A chilling episode asks what Philip has traded--his home, his identity, his humanity?--in the name of the cause.
Brief spoilers for last night’s The Americans follow:
“We spent the night together and I don’t even know your name. But your name isn’t your name, is it? Is your face your face? Are your children your children?”
“The Deal” was the last of the five episodes of The Americans I saw before the beginning of this season, and it was the best example so far of how season 2 has deepened the characterization of Philip and Elizabeth while reminding us that, nonetheless, they are hard people doing bad things. And while we began the season watching Philip killing two Afghan contacts, then murdering an innocent kitchen worker who spotted him, I’m not sure he’s been more monstrous–to borrow Anton’s term–or more pitiable.
As the capture of the Mossad agent and physicist Anton played out, “The Deal” gave an ugly shading to Philip’s character by having him make some off-handedly anti-Semitic remarks: “You throw some shekels his way too?”; “So is this what you Jews do, spy on your friends?” and so on. Words are not bullets, of course, but the volition of his remarks reminds us that we should only sympathize with him so far. Lying, threatening, killing–those are nasty things, but at least something the Directorate S agents do out of some patriotic ideal. They’re things he has to do. Sneering about “shekels” is something he chooses to do.
It’s a hard truth, but it’s not the whole picture. Though Philip may distance himself from his charges, he also has things in common with them. His battle with the Mossad agent in the bathroom, for instance, ends with an exhausted moment of rapport between them: they’re both professionals, doing their jobs, and each knows he’d do what the other does in his situation.

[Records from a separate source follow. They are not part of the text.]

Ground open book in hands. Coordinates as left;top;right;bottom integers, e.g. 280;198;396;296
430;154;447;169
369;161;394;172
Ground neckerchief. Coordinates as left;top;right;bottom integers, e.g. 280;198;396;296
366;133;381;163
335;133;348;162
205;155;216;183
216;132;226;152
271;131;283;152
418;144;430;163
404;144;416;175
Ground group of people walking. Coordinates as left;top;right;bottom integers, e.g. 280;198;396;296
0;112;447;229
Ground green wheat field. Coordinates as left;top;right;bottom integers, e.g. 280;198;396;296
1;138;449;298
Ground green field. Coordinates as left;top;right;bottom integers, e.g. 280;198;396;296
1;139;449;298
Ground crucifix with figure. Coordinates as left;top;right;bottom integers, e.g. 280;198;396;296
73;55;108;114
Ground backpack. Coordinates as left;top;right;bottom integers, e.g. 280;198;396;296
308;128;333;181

The trade of Anton is one of the most wrenching things The Americans has shown–it’s emotionally excruciating if not physically violent, as the scientist goes through stages of denial, bargaining, and despair, breaking down horribly in the back seat as he tries to hit Philip with the one weapon he might possibly have: an appeal to his captor’s humanity. And while it’s bound not to work, this gripping scene shows that it does hurt. “At least look at me!” he pleads. “Please! You’re a monster! You’re not a man! Whoever you once were, whatever you were, they trained it out of you. No feeling, no humanity, you may as well be dead.”

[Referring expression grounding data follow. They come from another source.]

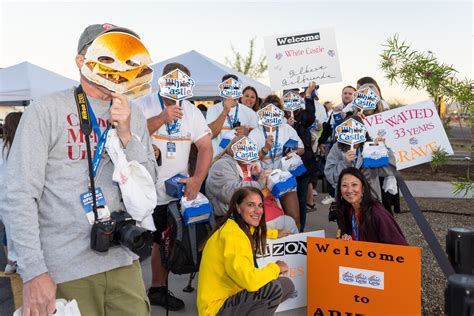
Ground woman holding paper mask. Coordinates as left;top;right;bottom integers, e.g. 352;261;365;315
336;167;407;245
206;135;299;235
248;96;304;230
197;187;295;316
323;115;397;201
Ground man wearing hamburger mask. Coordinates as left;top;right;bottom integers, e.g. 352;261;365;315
1;23;158;315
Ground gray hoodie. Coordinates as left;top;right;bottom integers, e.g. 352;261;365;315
1;88;158;283
205;155;265;216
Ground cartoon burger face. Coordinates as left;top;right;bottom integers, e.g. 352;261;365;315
81;32;153;98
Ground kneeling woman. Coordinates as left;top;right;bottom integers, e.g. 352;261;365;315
336;167;408;245
197;187;295;316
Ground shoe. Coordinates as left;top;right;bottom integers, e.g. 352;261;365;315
4;261;17;275
321;196;335;205
148;287;185;311
312;189;318;196
306;203;316;211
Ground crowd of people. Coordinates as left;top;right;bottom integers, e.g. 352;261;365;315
0;23;408;316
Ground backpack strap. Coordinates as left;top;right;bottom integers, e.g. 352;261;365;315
188;224;198;265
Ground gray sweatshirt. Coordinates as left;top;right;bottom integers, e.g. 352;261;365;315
1;88;158;283
205;155;265;216
324;143;396;200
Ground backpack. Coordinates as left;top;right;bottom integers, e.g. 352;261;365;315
160;201;215;275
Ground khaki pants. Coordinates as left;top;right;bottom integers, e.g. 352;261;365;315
56;261;150;316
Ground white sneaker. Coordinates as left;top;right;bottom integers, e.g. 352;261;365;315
4;261;17;275
312;189;318;196
321;196;335;205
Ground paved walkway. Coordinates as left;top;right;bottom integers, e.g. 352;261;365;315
404;180;473;199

We watch Philip through the rain-slicked glass of the windshield, and maybe we don’t see a monster, but we see a man trying to compel himself to be one, long enough for this to be over. We know enough of Philip to know that the Frankenstein-like deadness on his face his to be willed, and has to take physical effort to maintain. However he treats Anton (whose abduction, after all, he’d advised against), he hasn’t trained the humanity out of himself. He’s also in the same position, separated from his home. Anton is being shipped to the Soviet Union as part of a larger deal; Philip sent Mischa away as part of his role in a larger game.
“The Deal” also, of course, complicated the intra-agency intrigue at the Rezidentura and advanced the season’s other threads in a way that made me eager to see more. (Elizabeth’s heart-to-heart with Martha about her “brother” Clark–”Can I be a little bit of a Betty Buttinsky?”–was painfully hilarious.) But it ended with the story at the show’s heart, which it’s deepened wonderfully so far this year: two spouse-partners lying together, sharing the one moment of honest memory they can, trying to forget their sins and pining for the icicles of home.